How I've began to eliminating these problem statements from my children's vocabulary: [insert awesome 90s Spice Girls' music] "Tell me what you want, what you really really want." Kidding, kinda not kidding.

"Please think about what how you would like me to help you solve that problem. When you have decided, ask me for something, to do something, to help you somehow."

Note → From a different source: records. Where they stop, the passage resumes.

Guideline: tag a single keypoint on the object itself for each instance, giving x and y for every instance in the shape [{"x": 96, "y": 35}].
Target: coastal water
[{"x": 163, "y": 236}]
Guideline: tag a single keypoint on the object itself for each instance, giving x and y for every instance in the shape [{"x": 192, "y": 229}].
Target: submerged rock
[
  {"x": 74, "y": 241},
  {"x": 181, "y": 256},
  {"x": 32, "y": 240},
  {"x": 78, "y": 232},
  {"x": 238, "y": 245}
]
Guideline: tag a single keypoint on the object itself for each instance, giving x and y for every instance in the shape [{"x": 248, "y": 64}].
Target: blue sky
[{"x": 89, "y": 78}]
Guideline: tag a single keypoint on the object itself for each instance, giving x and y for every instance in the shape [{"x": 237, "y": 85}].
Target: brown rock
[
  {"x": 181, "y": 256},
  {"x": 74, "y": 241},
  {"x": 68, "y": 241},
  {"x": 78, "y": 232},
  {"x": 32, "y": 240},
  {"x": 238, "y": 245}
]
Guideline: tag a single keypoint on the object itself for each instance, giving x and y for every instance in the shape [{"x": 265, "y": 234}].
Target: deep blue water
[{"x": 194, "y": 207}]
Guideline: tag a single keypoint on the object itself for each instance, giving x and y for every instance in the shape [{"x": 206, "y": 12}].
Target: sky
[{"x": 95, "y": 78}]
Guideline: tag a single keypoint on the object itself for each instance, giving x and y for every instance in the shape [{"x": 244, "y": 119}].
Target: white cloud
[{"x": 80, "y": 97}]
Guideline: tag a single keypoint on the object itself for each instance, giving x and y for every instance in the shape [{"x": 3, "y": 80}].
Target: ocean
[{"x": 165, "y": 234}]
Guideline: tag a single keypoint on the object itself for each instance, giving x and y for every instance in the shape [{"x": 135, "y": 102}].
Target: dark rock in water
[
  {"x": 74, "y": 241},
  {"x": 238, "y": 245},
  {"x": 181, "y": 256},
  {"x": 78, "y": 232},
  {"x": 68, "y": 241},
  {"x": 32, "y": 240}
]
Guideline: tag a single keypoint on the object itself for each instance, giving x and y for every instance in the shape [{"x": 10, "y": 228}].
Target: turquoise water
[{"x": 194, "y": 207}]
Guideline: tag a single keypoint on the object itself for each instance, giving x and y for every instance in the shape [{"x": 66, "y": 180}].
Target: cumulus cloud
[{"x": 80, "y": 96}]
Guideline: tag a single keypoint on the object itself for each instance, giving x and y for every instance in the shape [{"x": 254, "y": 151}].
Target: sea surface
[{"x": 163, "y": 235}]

After most of my acute-parental-awareness moments, I start thinking if it really matters. Does this parenting strategy not only make my life easier in some way but does it actually benefit my children long-term. I believe making kids ask me for things benefits them in the following ways.

Thinking Skills

Making my children stop and THINK rather than just "stating their problem" to me makes them learn to stop, think, and then act. This is a key skill in life that so many individuals don't have or need to build. If more people would stop and think about something BEFORE acting/saying, the world would have a lot less issues.

Identify Needs

When kids stop to think they are forced to identify their own needs. Most of the time, they've already stated what they perceive as their problem but in that moment of pause, they can then ID what they need/want in the situation. If they pause long enough, they could even decide if what they are complaining about is based on a Need or a Want.

Problem Solving Skills

When my kids stop, think, and then act, they will learn to problem solve on their own. In life, their will not be [nor should there be] a 'mamma' on speed dial or worse, standing next to them to help problem solve. My kids need to be able to identify their needs, and come up with a solution on their own.

Social Skills

Understanding how to present a well-thought-out problem, with everyone's needs in consideration, to someone my kids see as a resource for help requires a lot of social skills. Without being able to navigate society properly, our kids will either be constantly under our wing or failing about drowning.

Independence

Learning to work through the above skills on their own will train my kids to be healthy independent people. I'm not talking about little kids who just happen to care for themselves out of neglect or kids who roam alone because they're considered 'old enough'. I mean, I will feel confident in my kids ability to navigate tough stuff on their own if they can do these things.

Manors

Manors are the icing on the cake! Although many individuals can function in society without them, I believe it will not only benefit my kids, socially advancing them, but manors are also another way to show love/respect to others; putting others before ourselves.

 

Don't get me wrong, it takes a lot of reiteration. I'm better at reminding them for the simple things but I often find myself in the middle of their kid drama before I realize it. For some kids, it will take much longer and more detailed explanations the first few times. For most of my kids I can simply say, "can you make that a question" or "how would you like my help with that?"

Do you think there are benefits to making your kids "ask" for things or am off in left field here?